Eddie Van Halen was an admirer of Swedish tech-metal luminaries Meshuggah, according to his son Wolfgang. Wolfgang, who leads the hard rock project Mammoth WVH, revealed the late Van Halen guitarist’s fandom during an interview in the new issue of Prog.
“My dad approved of them,” the 33-year-old said of Meshuggah. He added that Eddie was particularly impressed by the complexity of drummer Tomas Haake’s performances. “I remember his joke when I showed him the video to [signature song] Bleed. He said, ‘The drummer better be paid the most! He’s working way harder than anybody else in the band!’”
Wolfgang also spoke about how he got his uncle Patrick – brother of Wolfgang’s mother, actress and TV personality Valerie Bertinelli – into Meshuggah. “Late ’22, we took a break from recording [2023 Mammoth WVH album] Mammoth II because Meshuggah were in town at the [Hollywood] Palladium,” he said.
“We luckily got this cool balcony spot and I got to bring my Uncle Patrick, who was not a fan at all. Every time I played him Meshuggah, he’d be like, ‘I don’t get it.’ When I brought him to the show, he understood. After seeing it, he was like, ‘Holy shit! I get it now!’”

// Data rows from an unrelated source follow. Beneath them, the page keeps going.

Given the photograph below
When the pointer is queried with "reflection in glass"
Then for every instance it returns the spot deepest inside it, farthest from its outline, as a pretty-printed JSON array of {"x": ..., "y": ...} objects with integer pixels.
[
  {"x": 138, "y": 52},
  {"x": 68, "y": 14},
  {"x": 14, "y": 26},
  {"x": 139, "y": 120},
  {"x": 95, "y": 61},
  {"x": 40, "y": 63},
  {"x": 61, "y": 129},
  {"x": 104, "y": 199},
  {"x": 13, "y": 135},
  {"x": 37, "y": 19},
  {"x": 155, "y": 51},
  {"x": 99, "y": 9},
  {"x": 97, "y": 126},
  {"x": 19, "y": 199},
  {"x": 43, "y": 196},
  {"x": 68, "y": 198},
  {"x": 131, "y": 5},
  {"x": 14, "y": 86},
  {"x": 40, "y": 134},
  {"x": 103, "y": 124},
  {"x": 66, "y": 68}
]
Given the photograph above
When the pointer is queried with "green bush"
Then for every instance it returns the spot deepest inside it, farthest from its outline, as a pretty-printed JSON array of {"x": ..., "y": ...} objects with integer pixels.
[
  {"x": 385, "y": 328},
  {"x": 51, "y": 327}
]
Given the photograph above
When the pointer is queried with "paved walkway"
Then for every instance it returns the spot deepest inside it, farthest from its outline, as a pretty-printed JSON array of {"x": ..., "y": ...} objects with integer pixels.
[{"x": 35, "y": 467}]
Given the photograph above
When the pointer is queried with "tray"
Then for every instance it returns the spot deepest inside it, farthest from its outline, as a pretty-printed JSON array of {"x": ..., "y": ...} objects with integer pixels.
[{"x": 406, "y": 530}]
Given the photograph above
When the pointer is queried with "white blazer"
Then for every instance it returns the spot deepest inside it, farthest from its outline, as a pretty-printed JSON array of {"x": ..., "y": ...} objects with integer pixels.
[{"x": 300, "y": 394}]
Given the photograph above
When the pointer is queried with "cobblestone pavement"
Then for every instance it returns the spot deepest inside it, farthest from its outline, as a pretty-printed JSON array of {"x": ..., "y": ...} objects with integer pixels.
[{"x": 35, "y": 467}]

Wolfgang has long been an avid Meshuggah fan, having been won over by the song Stengah from the band’s 2002 album Nothing. The singer and multi-instrumentalist previously expressed his love for the collective in a 2022 interview with Amoeba Music.
“As a drummer first, I tend to intake music in a more rhythmic manner,” he said. “I’m all about rhythm, and Meshuggah is rhythm. It’s like dinosaurs fighting.” Wolfgang also named Nothing as his favorite Meshuggah album. “It’s where they really started getting sort of groovy and sludgy with their sound,” he explained.
“A lot of people like the one before, [1998’s] Chaosphere. An amazing album too. It’s more thrashy, but I really like their groovy sort of sludgy aspects, and this one [Nothing] is all sludge and groove.”